At prediction time, all predictor components are accessed in parallel, and the final prediction is selected based on a hierarchical decision process. If the branch is identified as a hard-to-predict (H2P) branch and the Load Correlation Table yields a hit with a saturated confidence counter, the prediction from the Load Value Correlated Predictor (LVCP) is used. If this condition is not met but the Loop Predictor provides a prediction with saturated confidence, its result is adopted. In all other cases, the prediction from TAGE-SC is used, following the same logic as in the CBP-5 implementation [13].

After the prediction is completed, the load tracking queue is updated with potential load instructions. The detailed update logic is described in Section 3.3. Some of the SC histories are speculatively updated (mimic a speculative-update-mispredict-rollback mechanism in the championship). See Section 3.4 for detailed discussion on the update mechanism of SC components.

TAGE-SC-L is updated at execution resolve time to allow for a more timely update. LVCP is updated at commit time since LVCP needs an accurate order between branches and loads.

# 3.1 H2P Branch Table

A H2P Branch Table (HBT) is used to determine whether a branch is hard enough for any allocation in the LVCP. HBT is a small registerfile-based set-associative table that is PC-indexed and tagged. There is a saturation counter in each entry that increases when a branch is mispredicted by TAGE-SC-L. When the counter saturates, the branch is considered hard to predict.

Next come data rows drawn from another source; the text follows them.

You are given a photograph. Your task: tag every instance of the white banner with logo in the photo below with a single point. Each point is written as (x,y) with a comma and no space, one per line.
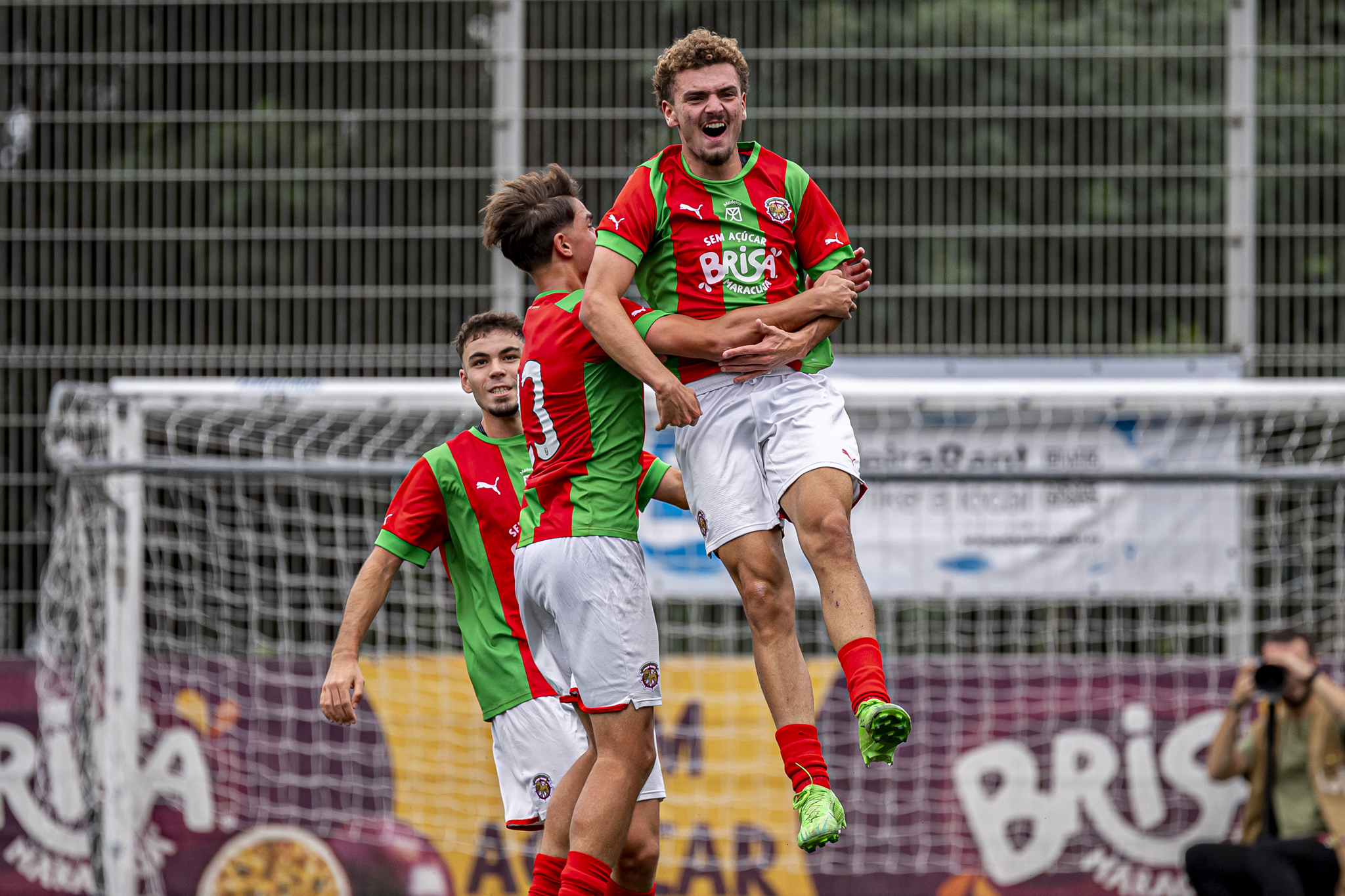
(1012,539)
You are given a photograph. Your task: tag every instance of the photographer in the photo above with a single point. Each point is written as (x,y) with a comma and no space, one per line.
(1294,819)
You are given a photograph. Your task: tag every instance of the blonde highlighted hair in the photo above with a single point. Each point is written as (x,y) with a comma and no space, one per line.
(698,50)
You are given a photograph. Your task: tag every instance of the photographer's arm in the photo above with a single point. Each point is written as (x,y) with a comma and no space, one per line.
(1323,687)
(1224,759)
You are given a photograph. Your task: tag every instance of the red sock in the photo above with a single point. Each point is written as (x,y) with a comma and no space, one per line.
(584,876)
(546,875)
(802,754)
(862,666)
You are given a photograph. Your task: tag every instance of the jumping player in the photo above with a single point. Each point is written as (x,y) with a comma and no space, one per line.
(463,498)
(579,567)
(704,228)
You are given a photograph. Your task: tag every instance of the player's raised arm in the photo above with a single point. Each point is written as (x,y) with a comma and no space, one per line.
(603,314)
(659,482)
(366,598)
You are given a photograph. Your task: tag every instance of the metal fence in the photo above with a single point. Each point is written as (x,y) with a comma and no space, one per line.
(267,188)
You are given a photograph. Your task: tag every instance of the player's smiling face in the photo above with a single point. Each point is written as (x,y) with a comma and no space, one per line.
(490,371)
(708,108)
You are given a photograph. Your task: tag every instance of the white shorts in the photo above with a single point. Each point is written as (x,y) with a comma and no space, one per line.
(536,743)
(753,440)
(590,621)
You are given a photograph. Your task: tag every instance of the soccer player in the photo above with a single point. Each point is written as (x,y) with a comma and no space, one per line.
(704,228)
(579,567)
(463,499)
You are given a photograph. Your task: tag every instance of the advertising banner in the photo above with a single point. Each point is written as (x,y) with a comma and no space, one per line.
(1023,778)
(1011,539)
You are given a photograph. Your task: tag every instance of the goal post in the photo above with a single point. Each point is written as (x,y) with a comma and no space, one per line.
(1029,543)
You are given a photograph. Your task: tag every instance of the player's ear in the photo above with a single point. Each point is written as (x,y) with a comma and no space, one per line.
(669,113)
(562,245)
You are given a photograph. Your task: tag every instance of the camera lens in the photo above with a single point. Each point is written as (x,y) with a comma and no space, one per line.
(1270,679)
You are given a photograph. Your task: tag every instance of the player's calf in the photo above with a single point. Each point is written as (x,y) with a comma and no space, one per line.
(639,861)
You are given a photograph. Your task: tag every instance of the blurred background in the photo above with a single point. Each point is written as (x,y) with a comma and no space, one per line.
(1061,190)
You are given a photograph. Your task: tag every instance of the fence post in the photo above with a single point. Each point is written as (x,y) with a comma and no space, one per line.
(508,117)
(1241,226)
(124,605)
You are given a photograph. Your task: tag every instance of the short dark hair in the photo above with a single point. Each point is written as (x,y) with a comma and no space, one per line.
(486,323)
(1289,636)
(526,213)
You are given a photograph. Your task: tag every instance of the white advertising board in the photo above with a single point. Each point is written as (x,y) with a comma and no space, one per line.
(1012,539)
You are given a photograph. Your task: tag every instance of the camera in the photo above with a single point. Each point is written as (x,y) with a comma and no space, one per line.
(1271,680)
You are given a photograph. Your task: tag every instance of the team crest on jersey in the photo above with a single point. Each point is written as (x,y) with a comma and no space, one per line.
(650,675)
(779,209)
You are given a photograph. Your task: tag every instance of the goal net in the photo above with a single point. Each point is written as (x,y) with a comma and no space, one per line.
(1064,576)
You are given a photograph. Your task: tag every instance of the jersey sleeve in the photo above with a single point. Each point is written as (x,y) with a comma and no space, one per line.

When a branch mispredicts, HBT tries to allocate a slot for it if any counter in the same set is zero. The counter decays with a certain period. In our case, the decay period is set to 20000 branches committed. Since the average branch per kilo instruction (BPKI) is 131.60 across the traces, the HBT tracks the branches whose MPKI is greater than 0.38. This should be enough to cover most of the hard-to-predict branches.

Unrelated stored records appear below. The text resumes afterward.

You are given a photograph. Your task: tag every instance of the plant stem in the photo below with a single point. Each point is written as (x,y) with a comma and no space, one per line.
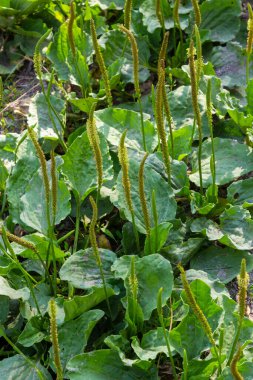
(161,319)
(155,217)
(78,212)
(30,362)
(94,245)
(142,123)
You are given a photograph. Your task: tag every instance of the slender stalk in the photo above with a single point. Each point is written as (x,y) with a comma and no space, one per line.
(249,40)
(95,144)
(50,233)
(71,21)
(66,236)
(177,24)
(1,92)
(26,244)
(163,50)
(199,62)
(243,281)
(127,13)
(185,365)
(123,159)
(70,28)
(143,200)
(160,315)
(37,67)
(54,340)
(15,260)
(133,282)
(169,119)
(197,13)
(195,105)
(155,217)
(210,123)
(54,211)
(16,349)
(135,56)
(93,241)
(159,14)
(43,164)
(77,225)
(160,121)
(233,366)
(199,313)
(101,63)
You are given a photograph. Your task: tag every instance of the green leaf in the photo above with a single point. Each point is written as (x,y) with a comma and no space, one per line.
(182,139)
(81,269)
(42,245)
(184,335)
(8,143)
(237,227)
(80,166)
(41,115)
(32,333)
(165,202)
(152,344)
(249,92)
(240,193)
(104,365)
(221,263)
(152,272)
(157,238)
(229,62)
(27,164)
(199,369)
(107,4)
(73,335)
(79,304)
(3,175)
(182,252)
(4,307)
(7,290)
(43,295)
(112,122)
(232,160)
(150,20)
(17,367)
(182,112)
(113,42)
(221,19)
(34,207)
(68,67)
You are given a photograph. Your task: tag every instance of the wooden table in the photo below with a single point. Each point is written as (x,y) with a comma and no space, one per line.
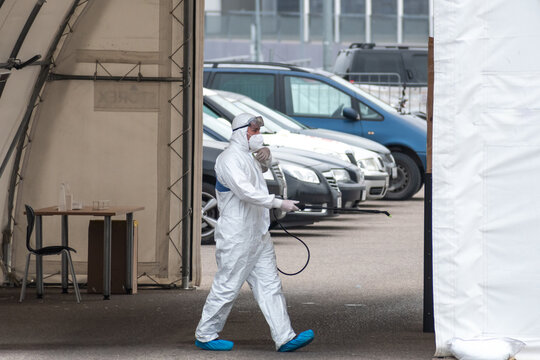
(88,211)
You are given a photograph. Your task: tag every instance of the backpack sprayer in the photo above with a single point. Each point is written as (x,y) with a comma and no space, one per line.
(303,206)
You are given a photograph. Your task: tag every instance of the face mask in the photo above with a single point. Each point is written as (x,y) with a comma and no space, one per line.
(256,142)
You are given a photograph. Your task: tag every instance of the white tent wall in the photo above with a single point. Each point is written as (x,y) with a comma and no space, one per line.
(486,162)
(114,139)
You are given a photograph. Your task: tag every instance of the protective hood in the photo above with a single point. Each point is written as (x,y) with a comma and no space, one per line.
(239,137)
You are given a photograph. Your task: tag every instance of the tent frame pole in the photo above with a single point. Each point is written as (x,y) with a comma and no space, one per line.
(19,139)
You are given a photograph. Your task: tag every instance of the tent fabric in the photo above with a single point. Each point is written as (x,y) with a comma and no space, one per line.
(486,162)
(108,139)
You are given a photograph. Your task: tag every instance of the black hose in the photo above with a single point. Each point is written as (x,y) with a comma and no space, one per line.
(307,248)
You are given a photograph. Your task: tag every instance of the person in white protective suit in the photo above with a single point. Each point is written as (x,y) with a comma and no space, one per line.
(244,250)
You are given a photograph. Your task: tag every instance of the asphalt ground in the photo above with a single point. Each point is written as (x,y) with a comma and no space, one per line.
(361,294)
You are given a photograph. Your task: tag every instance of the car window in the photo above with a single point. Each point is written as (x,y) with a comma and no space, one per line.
(379,62)
(209,111)
(281,120)
(260,87)
(364,94)
(311,97)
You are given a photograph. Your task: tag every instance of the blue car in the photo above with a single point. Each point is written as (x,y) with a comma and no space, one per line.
(321,99)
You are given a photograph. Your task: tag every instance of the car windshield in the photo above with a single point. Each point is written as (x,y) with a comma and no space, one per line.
(277,118)
(218,125)
(365,94)
(236,110)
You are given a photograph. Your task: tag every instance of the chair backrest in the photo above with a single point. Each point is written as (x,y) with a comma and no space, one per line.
(30,217)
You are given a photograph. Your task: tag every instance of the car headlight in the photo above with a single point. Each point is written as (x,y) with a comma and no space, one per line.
(301,173)
(389,158)
(360,175)
(268,175)
(370,164)
(340,174)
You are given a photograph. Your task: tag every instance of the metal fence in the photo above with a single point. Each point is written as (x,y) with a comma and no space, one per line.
(406,98)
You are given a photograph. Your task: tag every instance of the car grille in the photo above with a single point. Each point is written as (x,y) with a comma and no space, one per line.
(331,180)
(278,175)
(376,190)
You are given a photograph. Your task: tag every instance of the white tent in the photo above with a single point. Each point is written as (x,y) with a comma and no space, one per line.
(486,158)
(103,110)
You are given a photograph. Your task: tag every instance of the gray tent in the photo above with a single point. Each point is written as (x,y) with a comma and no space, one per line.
(112,107)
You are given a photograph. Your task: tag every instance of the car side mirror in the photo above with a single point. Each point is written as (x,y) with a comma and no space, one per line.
(351,114)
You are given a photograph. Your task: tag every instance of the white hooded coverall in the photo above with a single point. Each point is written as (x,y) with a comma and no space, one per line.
(244,250)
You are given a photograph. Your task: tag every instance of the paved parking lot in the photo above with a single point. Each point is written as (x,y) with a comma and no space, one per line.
(361,294)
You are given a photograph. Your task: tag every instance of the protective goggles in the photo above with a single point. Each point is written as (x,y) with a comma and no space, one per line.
(256,121)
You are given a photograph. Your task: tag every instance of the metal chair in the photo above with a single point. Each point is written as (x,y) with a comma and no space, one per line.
(47,250)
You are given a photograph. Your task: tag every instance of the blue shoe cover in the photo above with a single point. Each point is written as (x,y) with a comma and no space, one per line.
(215,345)
(299,341)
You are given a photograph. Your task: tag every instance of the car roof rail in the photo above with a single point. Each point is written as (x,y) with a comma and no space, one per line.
(362,45)
(216,64)
(397,46)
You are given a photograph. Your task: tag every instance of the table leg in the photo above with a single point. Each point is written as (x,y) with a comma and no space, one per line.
(129,255)
(65,242)
(107,259)
(39,260)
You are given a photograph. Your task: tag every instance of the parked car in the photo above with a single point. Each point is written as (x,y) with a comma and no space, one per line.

#### 3.2 Load Tracking Structure

The load tracking structure is responsible for tracking the positional relationship between branches and preceding loads. Fig. 2 shows the specific load tracking structure used in the Load Value Correlated Predictor.

Before predicting a branch, information about loads preceding it enters a load tracking queue. Once a tracked load instruction completes execution, its value is updated in the corresponding entry within the load tracking queue. The load values stored in the queue are later used to index a banked correlation table, leveraging a one-to-one mapping between each queue position and a specific table bank. The size of the load tracking queue is limited (16 in our case) primarily to keep the number of SRAM banks required for the correlation tables reasonable.

However, a significant amount of load-branch dependencies can occur over distances exceeding the capacity of this limited queue. To capture some of these long-distance dependencies, a distant load buffer, indexed by the load PC low bits, is employed. When a load instruction is dequeued from the load tracking queue, it is transferred to this distant load buffer. Values within the distant load buffer are also used later to query the correlation tables, similar to the values in the load tracking queue. The distant load buffer entries are directly mapped to the correlation table banks.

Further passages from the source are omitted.